Google Scholar / GitHub / Resume / PhD SoP / Twitter / Linkedin

Research Interests
My research goal is to develop artifical intelligence and artifical worlds efficiently. I have been working on the intersection of visual and textual generative models and distributed systems.

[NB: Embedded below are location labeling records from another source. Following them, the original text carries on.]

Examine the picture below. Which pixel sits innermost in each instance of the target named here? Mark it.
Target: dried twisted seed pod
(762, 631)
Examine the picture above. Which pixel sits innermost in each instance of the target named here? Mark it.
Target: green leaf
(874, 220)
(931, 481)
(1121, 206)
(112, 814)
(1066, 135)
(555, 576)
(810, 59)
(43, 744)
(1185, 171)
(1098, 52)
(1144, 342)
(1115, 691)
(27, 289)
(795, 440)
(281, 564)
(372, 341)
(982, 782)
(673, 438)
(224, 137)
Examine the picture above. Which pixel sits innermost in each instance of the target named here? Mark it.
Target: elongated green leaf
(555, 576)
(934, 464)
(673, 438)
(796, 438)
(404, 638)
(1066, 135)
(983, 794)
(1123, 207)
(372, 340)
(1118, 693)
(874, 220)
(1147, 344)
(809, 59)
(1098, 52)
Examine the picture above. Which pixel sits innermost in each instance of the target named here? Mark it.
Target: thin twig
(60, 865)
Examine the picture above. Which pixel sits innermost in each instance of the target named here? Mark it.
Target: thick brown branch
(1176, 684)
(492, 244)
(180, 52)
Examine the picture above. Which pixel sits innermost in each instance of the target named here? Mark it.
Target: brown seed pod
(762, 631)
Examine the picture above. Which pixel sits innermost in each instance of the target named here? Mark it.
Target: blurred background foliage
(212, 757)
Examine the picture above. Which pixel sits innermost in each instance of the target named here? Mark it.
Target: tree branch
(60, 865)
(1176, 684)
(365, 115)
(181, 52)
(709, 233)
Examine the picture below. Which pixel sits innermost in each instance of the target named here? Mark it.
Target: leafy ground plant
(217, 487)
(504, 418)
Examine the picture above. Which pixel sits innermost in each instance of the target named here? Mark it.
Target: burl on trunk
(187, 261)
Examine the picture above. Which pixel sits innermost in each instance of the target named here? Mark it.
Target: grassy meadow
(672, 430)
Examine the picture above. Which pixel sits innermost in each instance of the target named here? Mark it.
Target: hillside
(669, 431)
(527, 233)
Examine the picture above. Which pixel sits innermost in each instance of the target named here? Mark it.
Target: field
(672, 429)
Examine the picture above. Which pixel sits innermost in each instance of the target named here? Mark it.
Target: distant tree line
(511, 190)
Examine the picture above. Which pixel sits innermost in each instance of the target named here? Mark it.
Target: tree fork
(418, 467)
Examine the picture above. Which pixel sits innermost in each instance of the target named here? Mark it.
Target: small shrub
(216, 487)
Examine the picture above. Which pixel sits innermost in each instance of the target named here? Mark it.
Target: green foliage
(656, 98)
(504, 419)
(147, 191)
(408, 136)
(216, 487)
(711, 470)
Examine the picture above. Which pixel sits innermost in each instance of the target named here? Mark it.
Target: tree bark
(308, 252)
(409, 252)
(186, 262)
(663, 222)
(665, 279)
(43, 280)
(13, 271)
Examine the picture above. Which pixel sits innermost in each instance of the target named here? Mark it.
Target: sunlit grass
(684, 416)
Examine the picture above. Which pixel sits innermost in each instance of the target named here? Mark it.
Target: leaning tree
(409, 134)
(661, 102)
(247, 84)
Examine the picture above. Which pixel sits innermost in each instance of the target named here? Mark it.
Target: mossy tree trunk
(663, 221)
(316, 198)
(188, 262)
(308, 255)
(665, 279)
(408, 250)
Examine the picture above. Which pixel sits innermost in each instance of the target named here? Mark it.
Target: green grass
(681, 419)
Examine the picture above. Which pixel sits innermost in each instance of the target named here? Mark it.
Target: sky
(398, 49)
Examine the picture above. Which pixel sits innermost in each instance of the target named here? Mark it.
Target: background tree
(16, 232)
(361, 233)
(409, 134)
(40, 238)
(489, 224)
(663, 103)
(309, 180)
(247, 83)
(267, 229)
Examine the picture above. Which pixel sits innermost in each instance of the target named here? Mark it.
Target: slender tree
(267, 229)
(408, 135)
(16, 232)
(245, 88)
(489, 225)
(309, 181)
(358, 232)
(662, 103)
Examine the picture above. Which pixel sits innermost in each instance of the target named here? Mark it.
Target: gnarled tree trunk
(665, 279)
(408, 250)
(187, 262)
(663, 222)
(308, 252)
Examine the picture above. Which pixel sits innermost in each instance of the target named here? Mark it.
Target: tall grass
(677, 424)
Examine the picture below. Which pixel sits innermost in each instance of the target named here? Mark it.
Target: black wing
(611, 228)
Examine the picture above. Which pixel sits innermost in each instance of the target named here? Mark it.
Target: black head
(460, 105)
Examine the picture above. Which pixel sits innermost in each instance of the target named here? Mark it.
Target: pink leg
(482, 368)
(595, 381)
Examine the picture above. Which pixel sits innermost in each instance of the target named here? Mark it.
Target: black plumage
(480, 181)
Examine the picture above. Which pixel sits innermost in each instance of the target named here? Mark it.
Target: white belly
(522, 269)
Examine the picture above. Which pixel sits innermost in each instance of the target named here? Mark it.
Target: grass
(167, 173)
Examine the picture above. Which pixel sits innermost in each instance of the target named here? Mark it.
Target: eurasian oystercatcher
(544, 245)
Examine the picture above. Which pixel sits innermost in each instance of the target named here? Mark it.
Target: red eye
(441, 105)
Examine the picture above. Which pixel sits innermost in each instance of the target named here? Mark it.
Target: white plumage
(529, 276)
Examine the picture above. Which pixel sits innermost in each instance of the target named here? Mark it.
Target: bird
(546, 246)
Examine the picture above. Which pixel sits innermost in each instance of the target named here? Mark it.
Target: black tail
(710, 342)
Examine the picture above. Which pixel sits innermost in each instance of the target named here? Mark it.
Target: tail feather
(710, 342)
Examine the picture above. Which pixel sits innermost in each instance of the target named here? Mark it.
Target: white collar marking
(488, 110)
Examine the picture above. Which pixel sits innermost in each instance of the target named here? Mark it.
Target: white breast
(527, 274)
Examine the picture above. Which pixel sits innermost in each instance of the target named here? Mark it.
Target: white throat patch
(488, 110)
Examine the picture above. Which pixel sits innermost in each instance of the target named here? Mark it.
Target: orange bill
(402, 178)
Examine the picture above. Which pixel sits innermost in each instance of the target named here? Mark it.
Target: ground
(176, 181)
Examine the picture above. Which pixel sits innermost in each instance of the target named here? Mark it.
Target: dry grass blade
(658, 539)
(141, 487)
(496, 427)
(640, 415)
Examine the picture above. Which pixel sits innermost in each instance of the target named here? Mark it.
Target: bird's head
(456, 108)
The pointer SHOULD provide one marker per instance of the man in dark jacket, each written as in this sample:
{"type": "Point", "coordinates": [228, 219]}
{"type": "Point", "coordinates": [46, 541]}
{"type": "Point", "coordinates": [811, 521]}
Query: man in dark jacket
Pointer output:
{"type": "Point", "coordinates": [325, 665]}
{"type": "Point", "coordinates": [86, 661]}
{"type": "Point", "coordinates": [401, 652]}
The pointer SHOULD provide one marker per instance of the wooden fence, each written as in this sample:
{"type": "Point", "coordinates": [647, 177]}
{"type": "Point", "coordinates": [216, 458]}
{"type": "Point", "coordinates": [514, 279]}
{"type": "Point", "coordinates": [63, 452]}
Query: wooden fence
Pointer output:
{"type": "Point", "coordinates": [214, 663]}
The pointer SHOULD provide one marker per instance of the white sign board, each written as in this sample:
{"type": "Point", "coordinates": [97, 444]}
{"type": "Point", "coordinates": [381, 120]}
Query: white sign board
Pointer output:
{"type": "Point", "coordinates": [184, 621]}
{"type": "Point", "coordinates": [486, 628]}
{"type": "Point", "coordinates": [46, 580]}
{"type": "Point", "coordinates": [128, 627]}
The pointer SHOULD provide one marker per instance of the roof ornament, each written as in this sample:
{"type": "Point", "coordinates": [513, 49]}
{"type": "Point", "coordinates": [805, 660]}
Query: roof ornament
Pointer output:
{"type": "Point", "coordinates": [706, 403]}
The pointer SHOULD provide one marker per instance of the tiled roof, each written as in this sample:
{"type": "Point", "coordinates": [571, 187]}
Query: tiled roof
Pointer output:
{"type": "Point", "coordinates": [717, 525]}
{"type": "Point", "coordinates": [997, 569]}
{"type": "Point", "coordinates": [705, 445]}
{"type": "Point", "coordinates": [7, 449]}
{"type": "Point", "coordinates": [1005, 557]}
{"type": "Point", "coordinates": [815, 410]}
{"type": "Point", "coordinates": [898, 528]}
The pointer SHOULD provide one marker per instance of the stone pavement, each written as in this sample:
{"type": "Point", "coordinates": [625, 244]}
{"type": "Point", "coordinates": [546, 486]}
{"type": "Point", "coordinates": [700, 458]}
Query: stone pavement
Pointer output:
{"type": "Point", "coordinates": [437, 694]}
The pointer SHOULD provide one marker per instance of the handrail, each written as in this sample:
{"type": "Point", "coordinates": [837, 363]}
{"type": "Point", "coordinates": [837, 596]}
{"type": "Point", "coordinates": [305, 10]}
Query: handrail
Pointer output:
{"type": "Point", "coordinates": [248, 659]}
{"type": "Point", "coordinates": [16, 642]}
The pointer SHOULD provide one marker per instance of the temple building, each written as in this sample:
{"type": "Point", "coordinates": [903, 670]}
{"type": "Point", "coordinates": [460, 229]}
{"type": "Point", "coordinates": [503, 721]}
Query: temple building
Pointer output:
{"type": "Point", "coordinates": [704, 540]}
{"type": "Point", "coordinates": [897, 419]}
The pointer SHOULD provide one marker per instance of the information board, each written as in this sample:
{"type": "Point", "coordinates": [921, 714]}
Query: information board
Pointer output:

Machine Learning Systems (MLSys)
Distributed training systems:: AMP (Neurips'22), DistFlashAttn (COLM'24), LongVILA (ICLR'25), MCBench (MLsys'24) are distributed training systems for LLMs under heterogeneous hardware, long context, visual-language models and model parallelism compression.
Distributed serving systems:: MPCFormer (ICLR'23) and Marill (Arxiv'24) accelerates the inference of LLMs for private and secure inference. VTC (OSDI'24) and DLPM (Arxiv'25) are distributed systems for LLM fair scheduling. S-lora (MLsys'24) is a distributed serving system for LoRA.

Machine Learning (ML)
Large Language Models: LLM-as-a-judge (Neurips'23) is one of the foundations of LLMs applications. LongChat (Neurips'23 workshop) is a long-context LLM.
Large Reasoning Models: Sky-T1 (Arxiv'25) is an open large reasoning model with o1 performance trained within academic budget. S* (Arxiv'25) is a simple and extensible test time scaling framework for code generation. Overthinking (Arxiv'25) reveals the Reasoning-Action Dilemma in Agentic Tasks.
Computer Vision: DC-VAE (CVPR'21) is the first VAE that can perform image synthesis at GAN level. Efficient-Vdit (Arxiv'25) and SparseVideoGen (Arxiv'25) are efficient video generation models.
Visual Language Models: VILA-U (ICLR'25) and NVILA (Arxiv'25) are efficient visual language models.
Evaluation: Chatbot Arena (ICML'24) is one of the most influential LLM chatbot evaluation platform. LongEval (Neurips'23 workshop) is a long-context LLM evaluation platform. Sorry-Bench (ICLR'25) is a systematic evaluation of LLM refusal.

Awards

Nvidia Graduate Fellowship Finalist, 2025-2026
AMD AI & HPC Cluster Award, 2025
Amazon Research Awards, 2022

Media Press

Sky-T1 covered by New York Times, Wall Street Journal, and The Information.

Mentorship

Beyond research collaboration, I commit seriously to mentoring junior students. If you are serious about working with me, please fill out this form. We will have regular meetings and we will succeeed.

News

2025-2 Released S*, a simple and extensible test time scaling framework for code generation.
2025-1 Released Sky-T1-32B-Preview , a fully open-sourced reasoning model.
2025-1 Started NovaSky that targets the next-generation of open AI models.
2025-1 LongVILA, VILA-U, and Sorry-Bench are accepted to ICLR'25.
2024-12 Honored to receive the finalist award from Nvidia 2025-2026 Fellowship.
2024-08 Released LongVila, a seris of long-context VLM for videos.
2024-08 Released Marill, an efficient MPC framework for LLMs, extending the idea in MPCFormer.
2024-07 DistFlashAttn is accepted to COLM'2024.
2024-06 Joined Nvidia as a research intern, on multi-modal foundation models with Prof. Song Han.
2024-05 Chatbot Arena is accepted to ICML'2024.
2024-03 VTC is accepted to OSDI'2024.
2024-02 S-lora and MCBench are accepted to MLsys'2024.
2023-09 The official paper of Vicuna (LLM-as-a-judge) is accepted to Neurips'2024.
2023-08 Joined Google as a student researcher, working on LLMs evaluation.
2023-06 Released a series of long-context models and evaluation toolkits LongChat.
2023-04 Released a compact open-sourced chatbot FastChat-T5.
2023-01 MPCFormer is accepted at ICLR'2023 as spotlight.
2022-12 A secure LLMs serving proposal is accepted at Amazon Research Awards.
2022-10 AMP is accepeted at Neurips'2022.
2021-03 DC-VAE is accepted at CVPR'2021.